On the Media
In case you missed it this weekend, WBEZ’s On the Media took on books and the publishing industry. Bob Garfield started the convo by saying “The new media are thriving. The old media are dying. That seems to be the theme of our program from week to week to week. But, of course, it’s much more complicated than that because increasingly the old and new are merging into one another. This week, we’re devoting the program to the oldest of old media - books.” They went on to discuss the usual stuffs: the death of print, “green” paper, e-books & e-readers, if the public has an inherent love of paper. Most promising to me was the idea that with Borders going down and print on demand becoming more feasible, the publishing industry was actually equalizing. Maybe the sky isn’t falling? (Of course, on the more depressing side of things was the mention of the NEA study that “found reading proficiency declining across the board and that nearly half of Americans ages 18 to 24 read no books for pleasure.” Egads!)

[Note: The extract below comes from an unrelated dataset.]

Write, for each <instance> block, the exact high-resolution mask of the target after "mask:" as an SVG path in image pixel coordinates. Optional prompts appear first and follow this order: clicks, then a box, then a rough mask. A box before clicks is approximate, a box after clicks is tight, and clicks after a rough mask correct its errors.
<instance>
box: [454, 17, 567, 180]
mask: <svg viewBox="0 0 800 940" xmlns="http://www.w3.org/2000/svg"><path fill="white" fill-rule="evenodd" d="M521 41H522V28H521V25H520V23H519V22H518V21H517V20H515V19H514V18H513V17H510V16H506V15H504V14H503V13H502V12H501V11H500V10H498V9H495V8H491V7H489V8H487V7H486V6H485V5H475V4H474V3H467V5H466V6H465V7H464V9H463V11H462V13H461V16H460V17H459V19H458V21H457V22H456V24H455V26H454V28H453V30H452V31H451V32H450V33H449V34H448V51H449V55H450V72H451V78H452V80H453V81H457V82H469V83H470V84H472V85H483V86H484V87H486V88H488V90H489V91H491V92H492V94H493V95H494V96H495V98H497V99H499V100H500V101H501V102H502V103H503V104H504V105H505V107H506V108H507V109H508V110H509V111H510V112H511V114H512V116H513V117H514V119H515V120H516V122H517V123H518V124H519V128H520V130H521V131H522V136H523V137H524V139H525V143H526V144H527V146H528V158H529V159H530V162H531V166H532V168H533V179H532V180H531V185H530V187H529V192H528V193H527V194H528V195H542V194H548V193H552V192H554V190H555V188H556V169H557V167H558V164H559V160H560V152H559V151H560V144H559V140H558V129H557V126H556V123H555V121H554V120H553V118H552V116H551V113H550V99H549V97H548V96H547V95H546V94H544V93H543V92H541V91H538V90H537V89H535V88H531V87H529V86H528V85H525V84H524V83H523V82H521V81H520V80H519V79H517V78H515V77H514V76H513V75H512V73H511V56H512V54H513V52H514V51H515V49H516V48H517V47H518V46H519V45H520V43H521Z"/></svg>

Something else to chew on: book trailers. Video killed the radio star.
Something else to chew on would be Ursula LeGuin’s essay “Staying Awake” in the February 2008 Harpers (unfortunately, it’s locked away for online subscribers only). In it, she touches on this supposed decline of reading, arguing that readers have always been in the minority and that in the course of human history reading for pleasure is rarer still. She also argues that corporate capitalism and literature don’t mix and that the coming death of mastodons like Borders could mean a revival in literary publishing. That’s a severely simplified summary (and that’s a lot of alliteration) but the full essay is well worth the search.
And one fussy correction: On the Media is produced by WNYC not WBEZ.